Le deuxième semestre de l’année 1948 fut marqué par deux grandes crises, celle de Berlin dans laquelle la France était directement impliquée, et la crise yougoslave, qui, sans bien sûr toucher Paris au même degré, joua un rôle incontestable dans les réflexions élaborées alors au Quai d’Orsay sur la nature et les réalités du système communiste international.
En ce qui concerne la crise de Berlin, Paris maintient l’unité d’action avec les Américains et les Britanniques, et participe au pont aérien dans la mesure de ses moyens. Ceci dit le gouvernement français trouve Washington trop raide dans la crise, et souhaiterait, surtout au début de celle-ci, une plus grande souplesse occidentale face à Moscou. Cependant la France reste ferme sur l’essentiel.

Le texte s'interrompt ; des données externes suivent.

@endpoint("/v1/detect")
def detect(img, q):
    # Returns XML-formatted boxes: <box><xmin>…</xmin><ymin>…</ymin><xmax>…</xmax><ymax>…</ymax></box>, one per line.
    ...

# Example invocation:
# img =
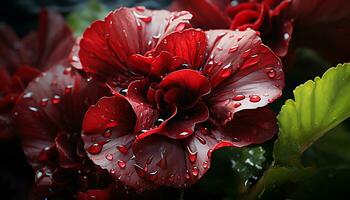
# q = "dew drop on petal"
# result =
<box><xmin>196</xmin><ymin>135</ymin><xmax>207</xmax><ymax>145</ymax></box>
<box><xmin>106</xmin><ymin>153</ymin><xmax>113</xmax><ymax>161</ymax></box>
<box><xmin>51</xmin><ymin>95</ymin><xmax>61</xmax><ymax>105</ymax></box>
<box><xmin>203</xmin><ymin>161</ymin><xmax>209</xmax><ymax>169</ymax></box>
<box><xmin>185</xmin><ymin>170</ymin><xmax>191</xmax><ymax>180</ymax></box>
<box><xmin>232</xmin><ymin>94</ymin><xmax>245</xmax><ymax>101</ymax></box>
<box><xmin>40</xmin><ymin>98</ymin><xmax>49</xmax><ymax>107</ymax></box>
<box><xmin>117</xmin><ymin>160</ymin><xmax>126</xmax><ymax>169</ymax></box>
<box><xmin>249</xmin><ymin>95</ymin><xmax>261</xmax><ymax>103</ymax></box>
<box><xmin>88</xmin><ymin>142</ymin><xmax>105</xmax><ymax>155</ymax></box>
<box><xmin>228</xmin><ymin>46</ymin><xmax>238</xmax><ymax>53</ymax></box>
<box><xmin>233</xmin><ymin>102</ymin><xmax>242</xmax><ymax>108</ymax></box>
<box><xmin>103</xmin><ymin>129</ymin><xmax>112</xmax><ymax>138</ymax></box>
<box><xmin>187</xmin><ymin>146</ymin><xmax>197</xmax><ymax>163</ymax></box>
<box><xmin>192</xmin><ymin>166</ymin><xmax>199</xmax><ymax>176</ymax></box>
<box><xmin>117</xmin><ymin>145</ymin><xmax>128</xmax><ymax>154</ymax></box>
<box><xmin>64</xmin><ymin>84</ymin><xmax>73</xmax><ymax>94</ymax></box>
<box><xmin>267</xmin><ymin>69</ymin><xmax>276</xmax><ymax>78</ymax></box>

En même temps, ce semestre vit le lancement de deux grandes entreprises qui devaient aboutir en 1949 : le Conseil de l’Europe, fruit d’une initiative française, et le Pacte atlantique. Encore durant le deuxième semestre 1948, le premier partenaire diplomatique de la France est le Royaume-Uni, même si certains signes montrent que Washington occupe une place croissante dans les préoccupations et les contacts de la diplomatie française.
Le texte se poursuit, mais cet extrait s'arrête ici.